Here are things to consider when choosing accessories for the tank
- Remember that it’s important that plants in the enclosure, both terrestrial and aquatic, are non-toxic to turtles as they will certainly attempt to eat them.
- Also, ensure that the decorations and accessories don’t have sharp edges as these can injure the turtle.
- Any accessory obtained from nature such as rocks from your backyard needs to be sterilized. Do this by placing the accessory in boiling water. This should kill any germ that can contaminate the aquarium.
- All decorations must have a diameter of more than 1 inch. This stops turtles from trying to swallow the decoration.
- Do not place enclosure-type decorations underwater as the turtle can get stuck in them.
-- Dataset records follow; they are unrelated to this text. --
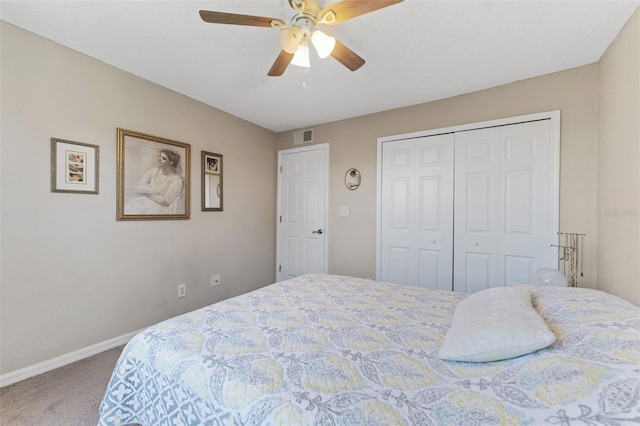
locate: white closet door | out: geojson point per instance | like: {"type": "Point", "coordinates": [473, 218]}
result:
{"type": "Point", "coordinates": [417, 212]}
{"type": "Point", "coordinates": [477, 209]}
{"type": "Point", "coordinates": [503, 213]}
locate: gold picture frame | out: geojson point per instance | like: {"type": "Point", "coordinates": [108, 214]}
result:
{"type": "Point", "coordinates": [74, 167]}
{"type": "Point", "coordinates": [153, 177]}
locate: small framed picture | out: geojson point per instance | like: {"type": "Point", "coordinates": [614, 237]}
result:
{"type": "Point", "coordinates": [352, 179]}
{"type": "Point", "coordinates": [211, 181]}
{"type": "Point", "coordinates": [153, 177]}
{"type": "Point", "coordinates": [74, 167]}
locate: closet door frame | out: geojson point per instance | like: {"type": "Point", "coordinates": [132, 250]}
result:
{"type": "Point", "coordinates": [552, 116]}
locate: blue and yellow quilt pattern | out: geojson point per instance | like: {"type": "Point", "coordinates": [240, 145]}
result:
{"type": "Point", "coordinates": [334, 350]}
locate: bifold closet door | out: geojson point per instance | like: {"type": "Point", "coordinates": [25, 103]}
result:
{"type": "Point", "coordinates": [417, 211]}
{"type": "Point", "coordinates": [503, 205]}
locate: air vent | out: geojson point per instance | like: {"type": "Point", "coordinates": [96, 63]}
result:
{"type": "Point", "coordinates": [302, 136]}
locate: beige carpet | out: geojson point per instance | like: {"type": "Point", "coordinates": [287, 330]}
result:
{"type": "Point", "coordinates": [67, 396]}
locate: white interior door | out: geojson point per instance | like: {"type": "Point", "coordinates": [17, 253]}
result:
{"type": "Point", "coordinates": [302, 210]}
{"type": "Point", "coordinates": [504, 205]}
{"type": "Point", "coordinates": [417, 211]}
{"type": "Point", "coordinates": [479, 201]}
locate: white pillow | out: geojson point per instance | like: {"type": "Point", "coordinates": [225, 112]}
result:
{"type": "Point", "coordinates": [494, 324]}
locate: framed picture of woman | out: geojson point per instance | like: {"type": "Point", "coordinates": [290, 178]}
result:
{"type": "Point", "coordinates": [153, 177]}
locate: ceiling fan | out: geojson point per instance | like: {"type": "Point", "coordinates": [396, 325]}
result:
{"type": "Point", "coordinates": [302, 29]}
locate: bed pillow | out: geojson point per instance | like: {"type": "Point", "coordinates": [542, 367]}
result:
{"type": "Point", "coordinates": [495, 324]}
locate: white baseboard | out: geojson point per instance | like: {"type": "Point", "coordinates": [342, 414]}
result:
{"type": "Point", "coordinates": [52, 364]}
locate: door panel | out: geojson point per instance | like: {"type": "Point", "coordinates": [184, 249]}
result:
{"type": "Point", "coordinates": [417, 212]}
{"type": "Point", "coordinates": [503, 185]}
{"type": "Point", "coordinates": [302, 232]}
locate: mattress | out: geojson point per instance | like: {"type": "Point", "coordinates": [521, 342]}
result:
{"type": "Point", "coordinates": [335, 350]}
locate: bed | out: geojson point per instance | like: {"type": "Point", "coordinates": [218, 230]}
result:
{"type": "Point", "coordinates": [333, 350]}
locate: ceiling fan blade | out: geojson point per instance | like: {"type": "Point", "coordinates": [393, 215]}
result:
{"type": "Point", "coordinates": [347, 9]}
{"type": "Point", "coordinates": [347, 57]}
{"type": "Point", "coordinates": [281, 64]}
{"type": "Point", "coordinates": [236, 19]}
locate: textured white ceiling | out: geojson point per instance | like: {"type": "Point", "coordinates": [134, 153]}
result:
{"type": "Point", "coordinates": [416, 51]}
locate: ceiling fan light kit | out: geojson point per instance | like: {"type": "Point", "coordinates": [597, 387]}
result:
{"type": "Point", "coordinates": [294, 38]}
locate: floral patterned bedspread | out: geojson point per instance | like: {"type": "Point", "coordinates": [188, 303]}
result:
{"type": "Point", "coordinates": [334, 350]}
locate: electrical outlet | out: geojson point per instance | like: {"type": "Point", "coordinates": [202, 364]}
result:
{"type": "Point", "coordinates": [215, 280]}
{"type": "Point", "coordinates": [182, 290]}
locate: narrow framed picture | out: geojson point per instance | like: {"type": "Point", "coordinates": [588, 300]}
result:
{"type": "Point", "coordinates": [211, 181]}
{"type": "Point", "coordinates": [352, 179]}
{"type": "Point", "coordinates": [74, 167]}
{"type": "Point", "coordinates": [153, 177]}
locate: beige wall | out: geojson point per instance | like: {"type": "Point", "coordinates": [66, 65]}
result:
{"type": "Point", "coordinates": [619, 165]}
{"type": "Point", "coordinates": [353, 142]}
{"type": "Point", "coordinates": [71, 275]}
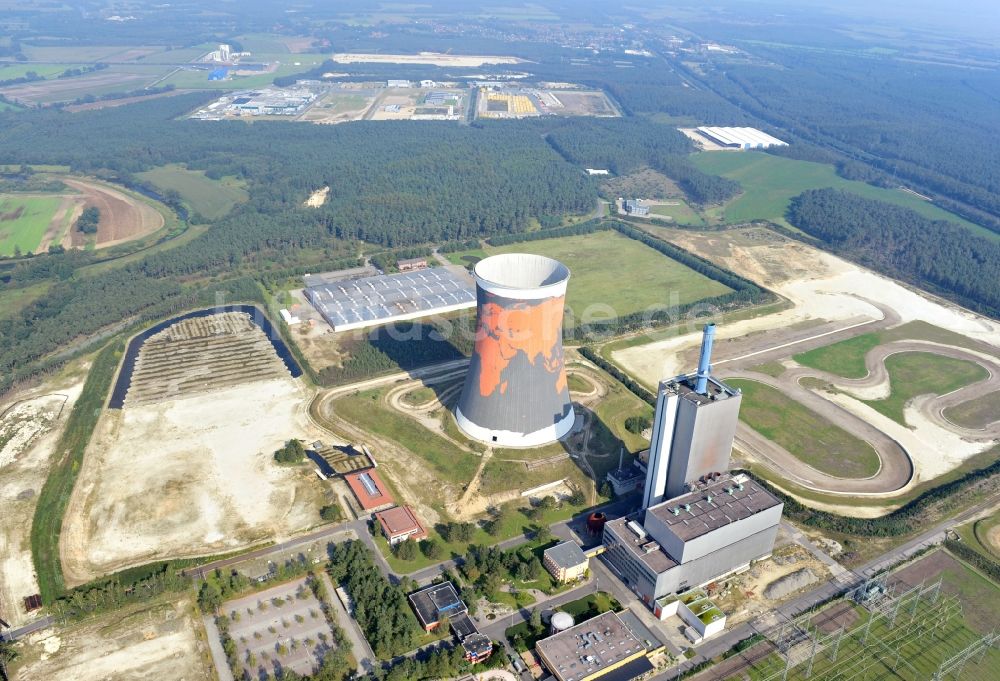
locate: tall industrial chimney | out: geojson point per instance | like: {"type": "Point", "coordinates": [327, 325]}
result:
{"type": "Point", "coordinates": [693, 428]}
{"type": "Point", "coordinates": [704, 361]}
{"type": "Point", "coordinates": [515, 394]}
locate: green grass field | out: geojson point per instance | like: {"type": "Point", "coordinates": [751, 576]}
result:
{"type": "Point", "coordinates": [847, 358]}
{"type": "Point", "coordinates": [805, 434]}
{"type": "Point", "coordinates": [211, 198]}
{"type": "Point", "coordinates": [23, 221]}
{"type": "Point", "coordinates": [976, 413]}
{"type": "Point", "coordinates": [682, 214]}
{"type": "Point", "coordinates": [54, 496]}
{"type": "Point", "coordinates": [16, 70]}
{"type": "Point", "coordinates": [446, 459]}
{"type": "Point", "coordinates": [597, 262]}
{"type": "Point", "coordinates": [921, 373]}
{"type": "Point", "coordinates": [342, 103]}
{"type": "Point", "coordinates": [770, 182]}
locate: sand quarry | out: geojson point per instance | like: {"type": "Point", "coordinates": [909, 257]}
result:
{"type": "Point", "coordinates": [193, 474]}
{"type": "Point", "coordinates": [29, 430]}
{"type": "Point", "coordinates": [152, 641]}
{"type": "Point", "coordinates": [828, 295]}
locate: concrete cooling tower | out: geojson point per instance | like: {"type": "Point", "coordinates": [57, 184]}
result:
{"type": "Point", "coordinates": [515, 393]}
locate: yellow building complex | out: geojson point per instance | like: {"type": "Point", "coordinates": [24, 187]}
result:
{"type": "Point", "coordinates": [500, 105]}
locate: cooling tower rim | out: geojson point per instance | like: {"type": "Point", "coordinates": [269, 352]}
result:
{"type": "Point", "coordinates": [522, 273]}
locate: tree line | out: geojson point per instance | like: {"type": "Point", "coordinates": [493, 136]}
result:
{"type": "Point", "coordinates": [624, 145]}
{"type": "Point", "coordinates": [932, 254]}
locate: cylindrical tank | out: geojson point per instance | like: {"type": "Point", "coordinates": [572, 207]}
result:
{"type": "Point", "coordinates": [515, 394]}
{"type": "Point", "coordinates": [561, 621]}
{"type": "Point", "coordinates": [595, 522]}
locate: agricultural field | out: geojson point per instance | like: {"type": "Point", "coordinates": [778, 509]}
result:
{"type": "Point", "coordinates": [17, 70]}
{"type": "Point", "coordinates": [203, 195]}
{"type": "Point", "coordinates": [24, 221]}
{"type": "Point", "coordinates": [596, 262]}
{"type": "Point", "coordinates": [804, 433]}
{"type": "Point", "coordinates": [921, 373]}
{"type": "Point", "coordinates": [770, 182]}
{"type": "Point", "coordinates": [114, 79]}
{"type": "Point", "coordinates": [339, 107]}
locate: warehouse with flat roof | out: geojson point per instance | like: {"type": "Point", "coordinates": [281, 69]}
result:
{"type": "Point", "coordinates": [740, 137]}
{"type": "Point", "coordinates": [369, 301]}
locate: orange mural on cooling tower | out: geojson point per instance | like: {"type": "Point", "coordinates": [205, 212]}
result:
{"type": "Point", "coordinates": [534, 329]}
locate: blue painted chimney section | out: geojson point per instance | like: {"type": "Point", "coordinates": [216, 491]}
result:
{"type": "Point", "coordinates": [704, 362]}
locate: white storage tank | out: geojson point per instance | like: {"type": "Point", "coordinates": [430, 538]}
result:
{"type": "Point", "coordinates": [561, 621]}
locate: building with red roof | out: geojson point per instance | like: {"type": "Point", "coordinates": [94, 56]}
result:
{"type": "Point", "coordinates": [369, 490]}
{"type": "Point", "coordinates": [399, 524]}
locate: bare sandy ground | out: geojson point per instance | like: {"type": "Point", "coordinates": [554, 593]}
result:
{"type": "Point", "coordinates": [318, 197]}
{"type": "Point", "coordinates": [33, 425]}
{"type": "Point", "coordinates": [158, 642]}
{"type": "Point", "coordinates": [820, 286]}
{"type": "Point", "coordinates": [837, 295]}
{"type": "Point", "coordinates": [431, 58]}
{"type": "Point", "coordinates": [190, 477]}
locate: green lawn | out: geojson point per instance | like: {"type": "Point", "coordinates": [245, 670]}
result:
{"type": "Point", "coordinates": [770, 182]}
{"type": "Point", "coordinates": [612, 410]}
{"type": "Point", "coordinates": [978, 412]}
{"type": "Point", "coordinates": [804, 433]}
{"type": "Point", "coordinates": [23, 221]}
{"type": "Point", "coordinates": [211, 198]}
{"type": "Point", "coordinates": [597, 264]}
{"type": "Point", "coordinates": [921, 373]}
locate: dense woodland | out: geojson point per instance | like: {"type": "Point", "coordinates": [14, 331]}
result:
{"type": "Point", "coordinates": [935, 126]}
{"type": "Point", "coordinates": [902, 243]}
{"type": "Point", "coordinates": [393, 184]}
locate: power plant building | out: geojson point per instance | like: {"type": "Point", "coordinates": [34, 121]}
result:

Turtles unlike fish cannot swim underwater. Place caves and hiding spots on the dry part of the enclosure.
Turtle Tank Video Setup
Setting up your turtle’s tank is not a difficult task. It may be time-consuming and a little costly but most of the purchases are one-time only. The components you need to purchase are easy to find and install.
First of all, getting the right tank with the right capacity is essential. I recommend a minimum tank size for about 40 gallons.
The next most important component is the basking area and basking lamp which warms up the entire enclosure.
UVB lights are also needed. So are adequately sized filters. Other components such as decorations, plants, and substrates may not be as important, but they add to the decor of the tank.